Team Leadership & Capability Building
- Lead, mentor, and develop a high-performing team of Data Engineers, AI Engineers, and Analytics professionals.
- Foster engineering excellence through best practices in architecture design, coding standards, testing, code reviews, deployment, technical documentation, and software engineering.
- Drive architecture reviews, technical design reviews, engineering governance, and platform standardization across the engineering organization.
- Define engineering standards, technical roadmaps, platform architecture, and technology strategy aligned with business objectives.
- Collaborate closely with Product Owners, Business Stakeholders, AI Engineers, Data Scientists, Solution Architects, Infrastructure, and DevOps teams.
- Provide hands-on technical leadership with a strong engineering mindset and willingness to troubleshoot complex production systems.
- Promote continuous learning, knowledge sharing, innovation, and adoption of emerging technologies across the engineering team.
Qualifications:
- Bachelor's degree or higher in Computer Science, Computer Engineering, Information Technology, Artificial Intelligence, Data Engineering, Management Information Systems, or a related field.
- 6+ years of experience in Data Platform Engineering, Data Engineering, Big Data, or AI Platform development, with experience leading engineering teams.
- Strong experience designing and implementing enterprise-scale Data Lake, Lakehouse, Data Warehouse, or Modern Data Platform architectures.
- Expert proficiency in SQL, Databricks SQL, PostgreSQL, database design, and query performance optimization.
- Strong programming skills in Python.
- Hands-on experience with Apache Spark, Databricks, Delta Lake, Spark SQL, Unity Catalog, and distributed data processing.
- Strong experience designing and developing scalable ETL/ELT pipelines and workflow orchestration.
- Experience with streaming technologies such as Spark Structured Streaming, Kafka, or equivalent.
- Experience building enterprise-scale data platforms supporting AI/ML, Advanced Analytics, and Generative AI applications.
- Experience with LLM, RAG, AI Chatbots, Agentic AI, Vector Databases, Embedding Pipelines, Feature Store, or Recommendation Systems is highly preferred.
- Experience integrating enterprise applications through REST APIs, event-driven architectures, and microservices.
- Strong understanding of Data Governance, Data Quality, Data Lineage, Metadata Management, Data Security, and Data Observability.
- Experience with Azure, AWS, or Google Cloud Platform is preferred.
- Experience with Git, Docker, Kubernetes, CI/CD, DataOps, MLOps, MLflow, or Infrastructure as Code is an advantage.
- Retail, Wholesale, or E-Commerce industry experience is highly preferred.
- Proven track record in delivering enterprise AI platforms, data platforms, or large-scale analytics solutions.
- Strong analytical thinking, problem-solving, communication, stakeholder management, and leadership skills.

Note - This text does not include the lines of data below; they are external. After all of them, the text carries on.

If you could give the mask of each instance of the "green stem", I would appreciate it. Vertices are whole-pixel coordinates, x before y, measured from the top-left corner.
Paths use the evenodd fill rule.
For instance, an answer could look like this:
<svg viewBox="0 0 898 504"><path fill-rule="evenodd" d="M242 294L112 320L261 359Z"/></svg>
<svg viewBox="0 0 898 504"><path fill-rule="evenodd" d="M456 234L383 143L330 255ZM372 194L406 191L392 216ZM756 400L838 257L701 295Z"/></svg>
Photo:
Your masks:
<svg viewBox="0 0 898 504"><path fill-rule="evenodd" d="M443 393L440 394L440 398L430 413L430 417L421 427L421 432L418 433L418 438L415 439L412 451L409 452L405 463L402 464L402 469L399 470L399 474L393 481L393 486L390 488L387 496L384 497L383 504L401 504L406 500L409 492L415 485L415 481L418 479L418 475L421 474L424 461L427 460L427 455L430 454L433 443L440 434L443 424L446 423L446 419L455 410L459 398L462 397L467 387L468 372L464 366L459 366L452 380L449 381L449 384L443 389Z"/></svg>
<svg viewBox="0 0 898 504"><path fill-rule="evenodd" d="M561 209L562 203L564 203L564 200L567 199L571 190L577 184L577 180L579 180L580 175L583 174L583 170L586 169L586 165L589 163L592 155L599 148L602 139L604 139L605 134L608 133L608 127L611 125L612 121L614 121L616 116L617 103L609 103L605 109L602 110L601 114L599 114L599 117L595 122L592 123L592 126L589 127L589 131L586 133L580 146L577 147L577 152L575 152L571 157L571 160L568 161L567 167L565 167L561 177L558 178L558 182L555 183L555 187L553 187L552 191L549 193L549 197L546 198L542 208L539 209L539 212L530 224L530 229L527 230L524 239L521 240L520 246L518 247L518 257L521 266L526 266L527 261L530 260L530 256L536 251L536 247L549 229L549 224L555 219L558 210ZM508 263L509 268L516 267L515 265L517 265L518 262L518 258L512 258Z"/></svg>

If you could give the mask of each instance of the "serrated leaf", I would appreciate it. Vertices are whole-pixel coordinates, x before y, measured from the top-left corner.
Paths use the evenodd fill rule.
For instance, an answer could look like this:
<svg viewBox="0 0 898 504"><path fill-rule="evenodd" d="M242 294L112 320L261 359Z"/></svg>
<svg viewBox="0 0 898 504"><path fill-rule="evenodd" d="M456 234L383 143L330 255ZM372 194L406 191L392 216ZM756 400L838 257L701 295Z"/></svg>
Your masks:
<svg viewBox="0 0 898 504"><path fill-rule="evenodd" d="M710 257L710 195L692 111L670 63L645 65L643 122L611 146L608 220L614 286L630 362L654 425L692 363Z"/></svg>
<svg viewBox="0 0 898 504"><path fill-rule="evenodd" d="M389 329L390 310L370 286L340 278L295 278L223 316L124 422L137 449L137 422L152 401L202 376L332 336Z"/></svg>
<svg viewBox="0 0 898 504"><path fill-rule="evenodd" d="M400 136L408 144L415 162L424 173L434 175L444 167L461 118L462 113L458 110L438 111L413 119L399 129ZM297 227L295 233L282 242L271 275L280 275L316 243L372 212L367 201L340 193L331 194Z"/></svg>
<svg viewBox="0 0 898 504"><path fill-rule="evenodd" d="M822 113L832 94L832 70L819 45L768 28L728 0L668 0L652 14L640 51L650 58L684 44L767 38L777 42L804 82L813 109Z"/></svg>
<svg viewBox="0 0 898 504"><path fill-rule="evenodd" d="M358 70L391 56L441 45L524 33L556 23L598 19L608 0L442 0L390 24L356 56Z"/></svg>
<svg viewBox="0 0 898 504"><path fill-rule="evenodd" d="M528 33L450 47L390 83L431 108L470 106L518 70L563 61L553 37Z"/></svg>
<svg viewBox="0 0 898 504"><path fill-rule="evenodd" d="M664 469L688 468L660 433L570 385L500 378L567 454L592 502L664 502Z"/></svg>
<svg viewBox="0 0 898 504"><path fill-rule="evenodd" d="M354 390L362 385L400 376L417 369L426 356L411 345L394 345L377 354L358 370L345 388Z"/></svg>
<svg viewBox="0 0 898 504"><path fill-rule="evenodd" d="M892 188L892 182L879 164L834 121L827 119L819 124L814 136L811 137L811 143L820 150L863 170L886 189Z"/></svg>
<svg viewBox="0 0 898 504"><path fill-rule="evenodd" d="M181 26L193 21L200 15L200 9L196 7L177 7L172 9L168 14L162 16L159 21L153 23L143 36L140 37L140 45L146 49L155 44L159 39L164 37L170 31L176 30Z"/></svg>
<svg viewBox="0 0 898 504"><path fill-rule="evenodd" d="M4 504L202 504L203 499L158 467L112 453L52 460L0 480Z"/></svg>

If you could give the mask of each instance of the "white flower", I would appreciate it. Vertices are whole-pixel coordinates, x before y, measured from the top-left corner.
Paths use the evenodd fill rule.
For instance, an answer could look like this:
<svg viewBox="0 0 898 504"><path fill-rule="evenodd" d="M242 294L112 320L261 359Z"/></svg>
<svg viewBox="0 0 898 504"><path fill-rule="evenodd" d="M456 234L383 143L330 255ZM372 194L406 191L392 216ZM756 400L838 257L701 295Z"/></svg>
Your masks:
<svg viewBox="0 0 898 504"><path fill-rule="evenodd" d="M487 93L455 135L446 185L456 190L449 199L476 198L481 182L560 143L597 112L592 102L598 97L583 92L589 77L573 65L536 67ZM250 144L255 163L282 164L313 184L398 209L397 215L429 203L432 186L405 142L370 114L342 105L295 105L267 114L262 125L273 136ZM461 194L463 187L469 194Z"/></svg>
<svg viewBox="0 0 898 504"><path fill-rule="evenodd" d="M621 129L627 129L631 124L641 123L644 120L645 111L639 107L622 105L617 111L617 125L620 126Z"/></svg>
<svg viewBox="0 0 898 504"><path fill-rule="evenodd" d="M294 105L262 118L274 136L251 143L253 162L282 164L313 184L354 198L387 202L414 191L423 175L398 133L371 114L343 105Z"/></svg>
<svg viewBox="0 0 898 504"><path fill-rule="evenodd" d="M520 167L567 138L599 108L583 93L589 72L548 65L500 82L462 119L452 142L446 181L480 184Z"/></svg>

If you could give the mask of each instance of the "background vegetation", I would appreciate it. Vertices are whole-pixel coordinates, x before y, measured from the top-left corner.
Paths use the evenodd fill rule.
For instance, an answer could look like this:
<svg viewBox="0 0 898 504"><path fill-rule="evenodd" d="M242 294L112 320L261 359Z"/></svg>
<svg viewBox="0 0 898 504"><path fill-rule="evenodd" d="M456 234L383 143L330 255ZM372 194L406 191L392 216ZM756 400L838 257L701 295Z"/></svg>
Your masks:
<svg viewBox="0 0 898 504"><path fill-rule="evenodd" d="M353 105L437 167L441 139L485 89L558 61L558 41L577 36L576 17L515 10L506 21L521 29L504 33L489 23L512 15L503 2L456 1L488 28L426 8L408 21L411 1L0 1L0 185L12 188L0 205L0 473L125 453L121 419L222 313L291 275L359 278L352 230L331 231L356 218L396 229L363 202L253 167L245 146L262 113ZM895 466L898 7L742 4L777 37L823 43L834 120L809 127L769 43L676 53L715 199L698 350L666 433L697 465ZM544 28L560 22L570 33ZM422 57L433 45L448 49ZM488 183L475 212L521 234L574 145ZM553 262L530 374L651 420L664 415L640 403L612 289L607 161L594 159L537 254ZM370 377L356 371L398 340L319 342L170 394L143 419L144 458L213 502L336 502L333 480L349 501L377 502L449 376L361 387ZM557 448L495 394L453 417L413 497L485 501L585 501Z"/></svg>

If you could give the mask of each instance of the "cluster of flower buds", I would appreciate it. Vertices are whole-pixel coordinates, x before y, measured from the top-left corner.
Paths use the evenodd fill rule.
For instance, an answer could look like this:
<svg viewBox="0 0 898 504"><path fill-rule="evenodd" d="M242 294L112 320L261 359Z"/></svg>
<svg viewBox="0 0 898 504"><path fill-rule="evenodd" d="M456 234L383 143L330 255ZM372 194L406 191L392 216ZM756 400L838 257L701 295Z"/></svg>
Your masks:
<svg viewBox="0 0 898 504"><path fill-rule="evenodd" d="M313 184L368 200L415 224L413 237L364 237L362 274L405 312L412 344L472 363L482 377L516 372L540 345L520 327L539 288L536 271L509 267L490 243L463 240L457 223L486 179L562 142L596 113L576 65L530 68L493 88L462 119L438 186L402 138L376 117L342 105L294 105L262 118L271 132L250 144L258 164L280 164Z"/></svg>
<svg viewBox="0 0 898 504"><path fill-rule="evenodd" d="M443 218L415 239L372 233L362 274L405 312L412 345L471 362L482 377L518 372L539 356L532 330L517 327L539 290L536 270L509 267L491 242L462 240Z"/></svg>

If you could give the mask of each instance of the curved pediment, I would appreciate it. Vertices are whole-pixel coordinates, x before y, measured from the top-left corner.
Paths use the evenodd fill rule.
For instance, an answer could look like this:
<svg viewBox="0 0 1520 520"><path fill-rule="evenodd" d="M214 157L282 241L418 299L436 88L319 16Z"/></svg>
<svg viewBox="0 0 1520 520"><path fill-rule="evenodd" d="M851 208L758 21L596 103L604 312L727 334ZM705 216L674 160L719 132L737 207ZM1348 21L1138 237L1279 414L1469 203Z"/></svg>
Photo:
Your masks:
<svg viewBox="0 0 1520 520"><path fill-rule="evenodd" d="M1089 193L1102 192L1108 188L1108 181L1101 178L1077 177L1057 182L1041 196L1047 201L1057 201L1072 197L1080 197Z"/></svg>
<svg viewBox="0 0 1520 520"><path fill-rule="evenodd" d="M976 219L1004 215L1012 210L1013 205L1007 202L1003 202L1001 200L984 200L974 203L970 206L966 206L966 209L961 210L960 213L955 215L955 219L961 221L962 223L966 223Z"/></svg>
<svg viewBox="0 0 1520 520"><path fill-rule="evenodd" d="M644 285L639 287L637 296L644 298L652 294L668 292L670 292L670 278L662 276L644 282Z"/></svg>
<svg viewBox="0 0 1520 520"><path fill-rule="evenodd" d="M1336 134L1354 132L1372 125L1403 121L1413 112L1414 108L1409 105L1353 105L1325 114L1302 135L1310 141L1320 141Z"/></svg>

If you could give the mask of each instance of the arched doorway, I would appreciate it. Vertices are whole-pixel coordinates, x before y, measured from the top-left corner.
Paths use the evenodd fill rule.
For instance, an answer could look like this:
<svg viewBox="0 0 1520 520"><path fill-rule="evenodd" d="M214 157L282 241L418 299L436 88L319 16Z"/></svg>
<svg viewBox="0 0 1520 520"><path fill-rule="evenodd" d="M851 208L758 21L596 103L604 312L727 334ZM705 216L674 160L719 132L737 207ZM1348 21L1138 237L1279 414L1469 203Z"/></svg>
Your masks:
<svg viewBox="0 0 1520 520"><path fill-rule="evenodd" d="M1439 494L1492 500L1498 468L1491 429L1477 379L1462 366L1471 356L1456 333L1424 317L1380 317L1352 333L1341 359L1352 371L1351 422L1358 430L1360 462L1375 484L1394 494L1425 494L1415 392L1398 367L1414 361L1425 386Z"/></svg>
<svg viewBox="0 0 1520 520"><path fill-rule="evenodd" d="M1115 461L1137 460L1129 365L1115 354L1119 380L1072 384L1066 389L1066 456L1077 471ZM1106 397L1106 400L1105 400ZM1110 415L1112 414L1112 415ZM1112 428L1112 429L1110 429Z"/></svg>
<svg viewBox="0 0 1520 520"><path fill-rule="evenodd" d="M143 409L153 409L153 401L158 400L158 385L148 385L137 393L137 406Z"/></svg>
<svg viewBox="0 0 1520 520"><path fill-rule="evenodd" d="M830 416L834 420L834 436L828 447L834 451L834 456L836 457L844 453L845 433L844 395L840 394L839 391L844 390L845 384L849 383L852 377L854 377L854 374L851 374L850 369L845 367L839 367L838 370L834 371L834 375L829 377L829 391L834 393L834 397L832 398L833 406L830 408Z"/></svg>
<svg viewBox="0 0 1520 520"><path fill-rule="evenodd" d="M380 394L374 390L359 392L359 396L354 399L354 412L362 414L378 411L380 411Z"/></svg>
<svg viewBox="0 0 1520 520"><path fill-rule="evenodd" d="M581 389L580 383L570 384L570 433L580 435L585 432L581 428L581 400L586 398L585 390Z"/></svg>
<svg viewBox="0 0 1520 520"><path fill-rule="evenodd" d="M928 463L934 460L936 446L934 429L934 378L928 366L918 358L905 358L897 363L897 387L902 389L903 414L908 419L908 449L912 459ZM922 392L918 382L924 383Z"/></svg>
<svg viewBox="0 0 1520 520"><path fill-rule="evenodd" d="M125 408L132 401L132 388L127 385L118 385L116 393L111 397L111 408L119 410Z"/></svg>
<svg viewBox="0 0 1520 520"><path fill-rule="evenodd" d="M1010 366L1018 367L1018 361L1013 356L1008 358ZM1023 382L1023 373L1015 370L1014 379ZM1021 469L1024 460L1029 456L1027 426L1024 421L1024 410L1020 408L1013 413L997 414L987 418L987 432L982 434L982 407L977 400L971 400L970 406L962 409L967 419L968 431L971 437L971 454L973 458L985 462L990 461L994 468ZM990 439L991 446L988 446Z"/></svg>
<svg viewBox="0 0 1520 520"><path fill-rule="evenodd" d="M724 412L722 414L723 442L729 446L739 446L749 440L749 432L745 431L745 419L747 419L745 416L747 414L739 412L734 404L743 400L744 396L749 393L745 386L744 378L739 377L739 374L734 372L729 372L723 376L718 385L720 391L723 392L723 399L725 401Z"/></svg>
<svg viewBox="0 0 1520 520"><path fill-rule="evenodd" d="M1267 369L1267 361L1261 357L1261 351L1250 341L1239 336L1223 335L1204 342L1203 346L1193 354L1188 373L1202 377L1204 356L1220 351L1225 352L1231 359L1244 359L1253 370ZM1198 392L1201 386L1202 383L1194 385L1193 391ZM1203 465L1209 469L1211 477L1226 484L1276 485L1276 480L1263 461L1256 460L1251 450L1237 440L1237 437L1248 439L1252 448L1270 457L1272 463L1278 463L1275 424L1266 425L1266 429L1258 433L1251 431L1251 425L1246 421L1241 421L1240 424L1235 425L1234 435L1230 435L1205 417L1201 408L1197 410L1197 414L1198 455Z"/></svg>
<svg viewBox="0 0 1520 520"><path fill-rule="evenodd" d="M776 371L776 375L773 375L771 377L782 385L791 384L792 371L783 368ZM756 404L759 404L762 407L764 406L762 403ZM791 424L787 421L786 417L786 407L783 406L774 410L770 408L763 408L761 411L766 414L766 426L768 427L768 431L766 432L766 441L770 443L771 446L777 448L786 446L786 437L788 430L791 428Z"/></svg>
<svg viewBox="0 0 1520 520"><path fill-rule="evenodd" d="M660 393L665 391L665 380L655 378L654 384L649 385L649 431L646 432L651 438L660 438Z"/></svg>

- Passion for building scalable engineering platforms, mentoring teams, and delivering business impact through data and AI.
CP AXTRA | Lotus's
CP AXTRA Public Company Limited.
Nawamin Office: Buengkum, Bangkok 10230, Thailand
By applying for this position, you consent to the collection, use and disclosure of your personal data to us, our recruitment firms and all relevant third parties for the purpose of processing your application for this job position (or any other suitable positions within Lotus's and its subsidiaries, if any). You understand and acknowledge that your personal data will be processed in accordance with the law and our policy.